Our decision to use steroid treatment was based on correspondence by Collier, 1who described the use of 20 U long-acting ACTH administered intramuscularly to relieve PDPH. Because ACTH is not commonly available, Collier used a synthetic form of 1 mg ACTH administered intramuscularly in his treatment of PDPH. He speculated that ACTH may stimulate the adrenal gland to increase cerebrospinal fluid production and possibly also increase β-endorphin output. In a separate letter, Foster 2reported using 1.5 U/kg ACTH infused for >1 h in 1 or 2 l Ringer’s lactate solution for treatment of PDPH. Final relief was established 6–12 h after the infusion was completed. He reported that this treatment for PDPH was 70% effective, without reporting the number of cases used to determine this percentage.
Adrenocorticotropic hormone is not available in our pharmacy, but a similar drug, cosyntropin, is available. Cosyntropin shows the full corticosteroidogenic activity of natural ACTH. Cosyntropin is an α 1-24 corticotropin, a synthetic subunit of ACTH. It contains the first 24 of 39 amino acids of natural ACTH. It may be given as an intravenous infusion over a 4–8-h period to provide a greater stimulus to the adrenal glands. Doses of 0.25–0.75 mg have been used in clinical studies of adrenal function. 6Our patient was treated with an intravenous infusion of 0.5 mg cosyntropin administered in 1 l Ringer’s lactate over 8 h. She had complete relief of her headache without recurrence.

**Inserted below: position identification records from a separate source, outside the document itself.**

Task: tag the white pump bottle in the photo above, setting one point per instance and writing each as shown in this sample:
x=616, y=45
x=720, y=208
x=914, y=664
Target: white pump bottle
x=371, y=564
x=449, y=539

Adrenocorticotropic hormone stimulates the adrenal cortex to secrete glucocorticoids, mineralocorticoids, and weak androgens. ACTH activates adenylyl cyclase and increases intracellular cyclic adenosine monophosphate, which is the second messenger for most, if not all, of the effects of ACTH. Corticosteroids exert a number of indirect effects on the central nervous system. Most patients respond with mood elevation, which may impart a sense of well-being despite the persistence of underlying disease. In addition, corticosteroids profoundly alter the immune responses of lymphocytes, which is important in the antiinflammatory actions of the glucocorticoids. The risk of cosyntropin administration is low. Aside from the rare hypersensitivity reactions, the toxicity of ACTH is primarily limited to the increased secretion of corticosteroids. Cosyntropin is generally less antigenic than native ACTH and is thus the preferred agent for clinical use. 6
The positive result of our treatment of this patient with cosyntropin does raise many questions. Is it possible that the headache had simply run its course (11 days) and that it was coincidental that the cosyntropin gave positive results? If the basis for conservative treatment of PDPH is to increase cerebrospinal fluid production, and the possible benefit from cosyntropin is also to increase cerebrospinal fluid production, why would cosyntropin work and epidural blood patch fail? Could the positive results we experienced with cosyntropin be secondary to its antiinflammatory or mood-elevation effects? We have no clear answers to these questions. However, because the treatment of PDPH with cosyntropin is noninvasive and may be beneficial, we believe it should be considered in the treatment of PDPH. Future studies are warranted to determine precisely the role of synthetic ACTH analogs in the treatment of PDPH.